結論|売るか持つかは「なぜ買ったか」で決まる

先に結論を置きます。

  • ”流行っていたから”買ったのなら——それは投資判断ではありませんでした。今の軟調をきっかけに、売却も含めて設計を組み直すべきです。
  • ”インドの成長を信じて”買ったのなら——ここ数年の下落は、あなたが持ち続ける理由を一つも壊していません。ゴールまで淡々と持てばいい。

同じ「インド株を持っている」でも、この二人がとるべき行動は正反対です。値動きは同じでも、なぜ持っているかが違うからです。

だからまず、チャートを閉じて、自分の胸に手を当ててほしい。あなたはなぜ、あれを買ったのか。

まず正直に思い出してほしい|あなたが買った本当の理由

人は、自分の投資判断を後から美しく書き換えます。「成長性に着目して長期目線で」——本当にそうだったか。

正直に思い出す手がかりを置きます。

  • 買う前に、インドのGDP成長率や人口動態のデータを自分で調べたか。それとも、SNSやYouTubeで「インドが熱い」と何度も見たから、乗り遅れたくなくて買ったか。
  • インド株がポートフォリオの何%までなら許容できるか、買う前に決めていたか。それとも「とりあえず人気だから」枠も決めずに突っ込んだか。
  • 5年下がり続けても持ち続ける前提だったか。それとも「上がったら利確」のつもりだったか。

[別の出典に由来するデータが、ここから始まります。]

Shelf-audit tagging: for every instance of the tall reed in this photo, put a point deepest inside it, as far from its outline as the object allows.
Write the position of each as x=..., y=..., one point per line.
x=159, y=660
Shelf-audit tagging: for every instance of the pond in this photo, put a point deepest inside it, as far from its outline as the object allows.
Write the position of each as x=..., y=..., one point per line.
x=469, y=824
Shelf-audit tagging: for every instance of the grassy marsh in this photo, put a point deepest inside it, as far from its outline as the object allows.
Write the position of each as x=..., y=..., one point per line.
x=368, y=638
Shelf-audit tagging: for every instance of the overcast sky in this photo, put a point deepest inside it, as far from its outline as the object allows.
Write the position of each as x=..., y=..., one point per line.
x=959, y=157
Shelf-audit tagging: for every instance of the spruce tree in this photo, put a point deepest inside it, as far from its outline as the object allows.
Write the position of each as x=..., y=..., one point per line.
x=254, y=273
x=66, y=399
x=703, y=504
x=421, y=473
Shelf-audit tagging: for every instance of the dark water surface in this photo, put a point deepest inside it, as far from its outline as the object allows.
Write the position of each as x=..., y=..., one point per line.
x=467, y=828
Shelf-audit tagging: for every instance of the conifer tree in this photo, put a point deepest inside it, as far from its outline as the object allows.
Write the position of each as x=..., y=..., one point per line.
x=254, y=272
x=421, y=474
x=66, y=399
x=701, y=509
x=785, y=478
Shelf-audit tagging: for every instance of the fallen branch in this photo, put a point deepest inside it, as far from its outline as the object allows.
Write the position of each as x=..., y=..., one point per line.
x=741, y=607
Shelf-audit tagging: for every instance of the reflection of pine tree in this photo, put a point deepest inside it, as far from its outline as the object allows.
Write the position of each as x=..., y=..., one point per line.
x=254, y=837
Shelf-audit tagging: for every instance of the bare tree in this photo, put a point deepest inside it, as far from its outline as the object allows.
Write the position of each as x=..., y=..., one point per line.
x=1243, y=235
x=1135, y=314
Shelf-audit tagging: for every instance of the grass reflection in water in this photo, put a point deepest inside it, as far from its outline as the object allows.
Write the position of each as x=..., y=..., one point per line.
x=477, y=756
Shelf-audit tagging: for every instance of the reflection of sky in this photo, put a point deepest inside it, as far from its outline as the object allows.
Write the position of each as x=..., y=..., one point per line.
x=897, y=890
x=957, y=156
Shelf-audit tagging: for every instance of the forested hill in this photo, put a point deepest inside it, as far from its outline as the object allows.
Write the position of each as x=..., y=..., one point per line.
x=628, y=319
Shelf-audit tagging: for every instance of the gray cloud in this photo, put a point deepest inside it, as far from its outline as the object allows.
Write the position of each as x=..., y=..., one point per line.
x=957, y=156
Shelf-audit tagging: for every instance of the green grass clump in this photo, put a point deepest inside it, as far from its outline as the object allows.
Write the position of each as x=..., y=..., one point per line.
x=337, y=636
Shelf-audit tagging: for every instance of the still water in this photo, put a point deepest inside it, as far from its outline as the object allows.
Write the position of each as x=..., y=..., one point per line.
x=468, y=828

もし後者の答えが多いなら、あなたを動かしたのは分析ではなく、バンドワゴン効果です。

みんなが向かう方向へ、自分も乗り遅れまいと動く。

行動経済学でくり返し確認されてきた、人間のごく自然な癖です。

これは恥ずかしいことではありません。

僕自身、過去に「話題だから」で判断が濁った経験は何度もあります。

大事なのは、そこを正直に認めること。

認めなければ、次の判断も同じ癖で濁ります。

同じ構図は、金(ゴールド)でも起きました。

「金がすごい」で買った人の手元に何が残ったかは別の記事で、日経平均の最高値更新の”お祭り”に乗ってはいけない理由はこちらで書いています。

ブームの熱で買うという行動は、対象を変えてくり返されます。

「流行っていたから」なら、それは投資判断ではなかった

思い出した理由が「流行っていたから」だったなら、はっきり言います。

それは投資判断ではありませんでした。

値札を見ずに、行列に並んだだけです。

テーマで買う投資には、宿命があります。

テーマが話題の頂点にあるとき、価格にはすでに期待が目一杯織り込まれています。

あなたが「熱い」と感じた瞬間が、たいてい一番割高な瞬間です。

だから、話題になってから買うと、その後の数年は期待の剥落を引き受けることになりやすい。

ここで一番やってはいけないのは、「もったいないから」持ち続けることです。

買値を取り戻すまで売らない、という判断は、投資判断ではなくサンクコスト(埋没費用)への執着です。

過去に払ったお金は、これからの最適な選択とは無関係です。

「流行りで買った」と認めた人がやるべきことは、シンプルです。

  1. インド株を、自分のポートフォリオ全体の中で改めてゼロから評価し直す。「今、ゼロから設計するとして、この配分でインドを買うか?」
  2. 答えが「買わない」なら、含み損でも粛々と整理し、時価総額加重の全世界株や米国株という”設計の土台”へ資金を戻す。
  3. 二度と、枠も理由もないままテーマに乗らない仕組みを作る。

売る勇気が出ないときこそ、判断の軸を「買値」ではなく「これからの設計」に置き直してください。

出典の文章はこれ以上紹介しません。